Two experiments were performed to investigate whether social perceivers were sensitive to the veracity of sad and fear facial displays as well as happiness. In Experiment 1, participants were asked to consider in blocks whether targets were happy or not, sad or not, fearful or not. Triads of photographs (neutral, posed, genuine) were displayed and results showed participants were sensitive to whether each emotion was present and distinguished posed from genuine displays. This sensitivity was emotion specific. In Experiment 2, participants completed a priming task to eliminate instructions to judge target displays. Neutral, posed and genuine displays from a single target were used as primes in a word valance identification task. The results revealed faster responding to positive words following genuine than posed happiness and faster responding to negative words following genuine than posed fear. Together the two experiments demonstrated perceiver sensitivity to negative emotion in an explicit and implicit context.

Notes

1A sex categorisation task (Walton, 2004) with the same methodology was used to control for possible impairments in face perception that might influence emotion recognition[0]. The task employed a neutral display from eight targets. The mean accuracy rate was 99%, showing that participants were able to detect information relevant to sex identification from facial displays and consequently no participant was excluded based on difficulties perceiving this information.

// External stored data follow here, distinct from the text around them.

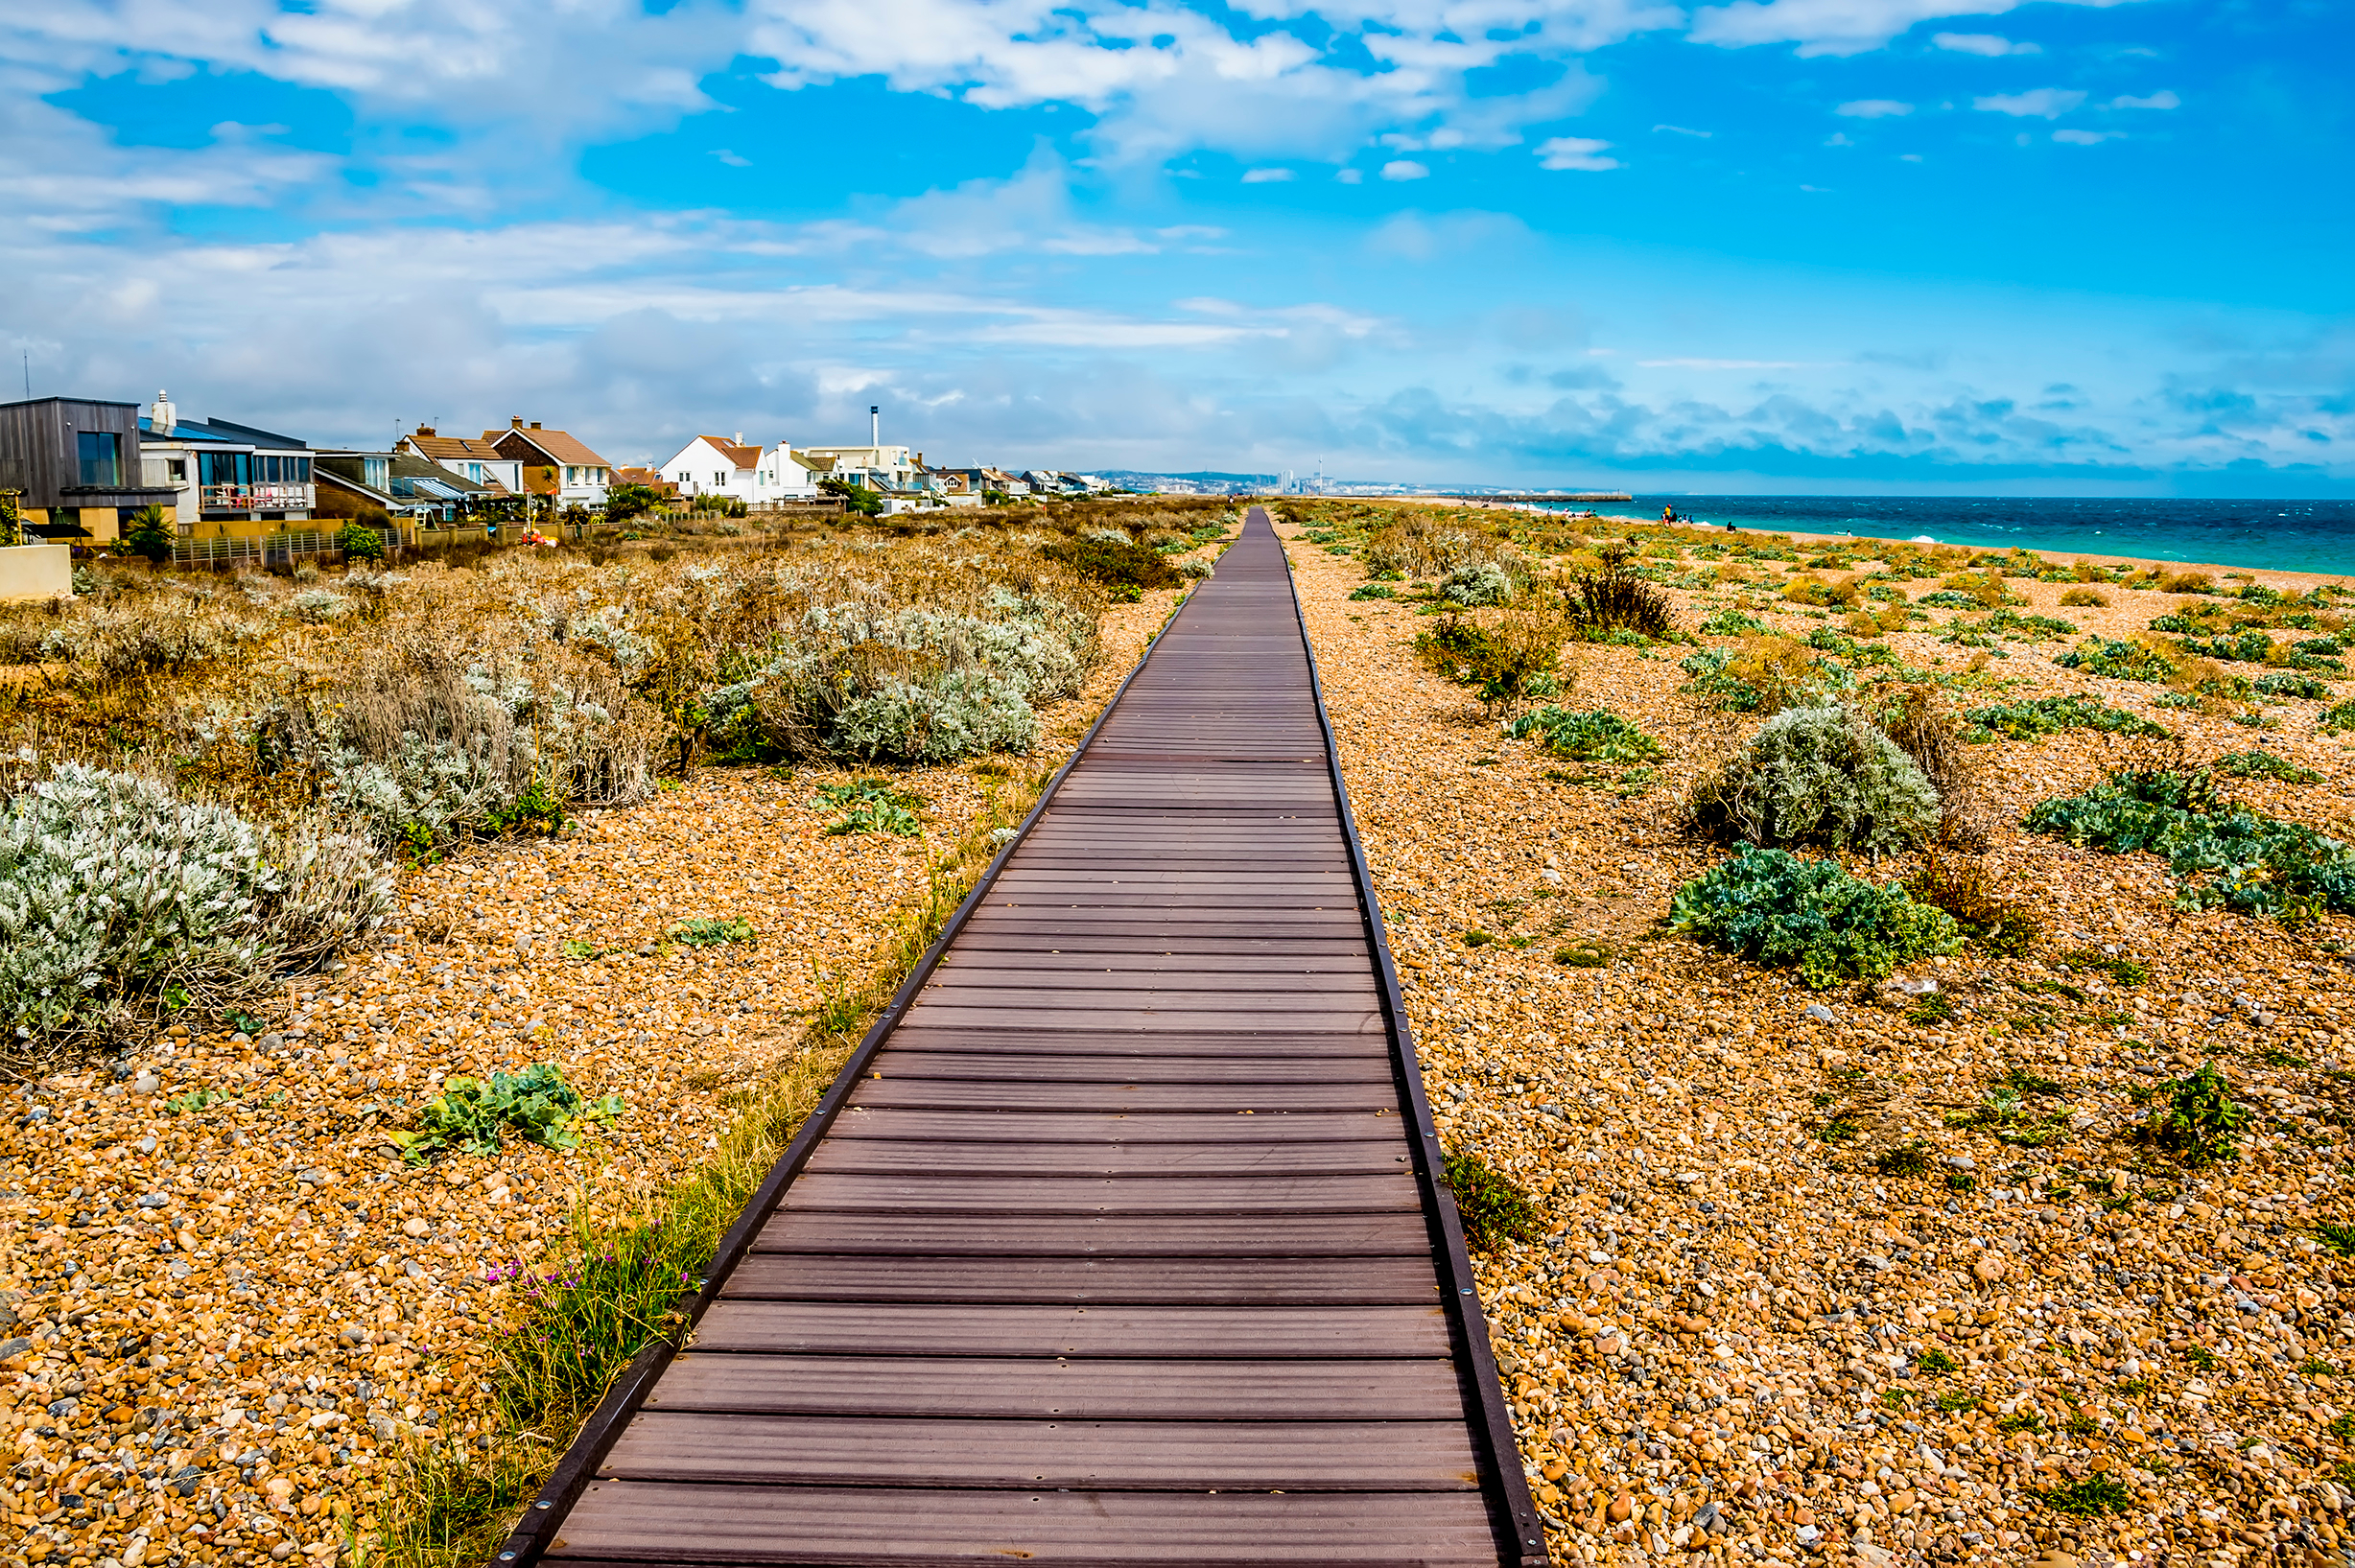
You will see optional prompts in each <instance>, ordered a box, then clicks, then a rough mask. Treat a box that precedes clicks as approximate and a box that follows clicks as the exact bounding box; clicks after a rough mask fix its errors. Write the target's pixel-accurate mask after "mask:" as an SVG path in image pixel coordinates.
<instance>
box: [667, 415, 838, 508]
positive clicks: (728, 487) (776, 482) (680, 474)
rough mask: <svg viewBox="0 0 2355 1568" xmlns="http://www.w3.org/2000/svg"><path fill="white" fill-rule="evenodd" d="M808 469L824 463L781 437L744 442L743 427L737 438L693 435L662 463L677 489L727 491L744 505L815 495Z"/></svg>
mask: <svg viewBox="0 0 2355 1568" xmlns="http://www.w3.org/2000/svg"><path fill="white" fill-rule="evenodd" d="M812 469H820V471H824V464H812V461H810V457H808V454H803V452H794V447H789V445H787V443H782V440H780V443H777V445H772V447H758V445H747V443H744V431H737V433H735V440H728V438H725V436H697V438H695V440H690V443H688V445H683V447H681V450H678V454H676V457H671V461H666V464H662V478H664V480H669V483H674V485H678V494H725V497H732V499H737V501H744V504H747V506H765V504H770V501H808V499H815V497H817V478H815V476H812Z"/></svg>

2A measure of response bias (B′) was also calculated to confirm that participants adopted a more stringent response criterion in the feel than in the show condition. Response bias was compared to 0 using single-sample t-tests. A response bias was found in the show but not in the feel condition, therefore, participants did not demonstrate a proclivity to respond with one response over the other in the feel condition. The formula used to calculate sensitivity takes response bias into account and therefore it is not considered further.

3It is accepted that the meaningful range of A′ is from 0 to 1.00. Higher scores are indicative of higher sensitivity. A sensitivity score of 0.5 is indicative of chance-level responding.

4Although there was a main effect of handedness, F(1, 20)=5.4, p<.05, on sensitivity scores with left-handed individuals being more sensitive than right-handed individuals (Ms=0.82 vs. 0.75), there were no interaction effects between handedness and any of the key IVs (emotion; condition) and the same pattern of results was seen for both right- and left-handed individuals. Hence handedness was not considered further.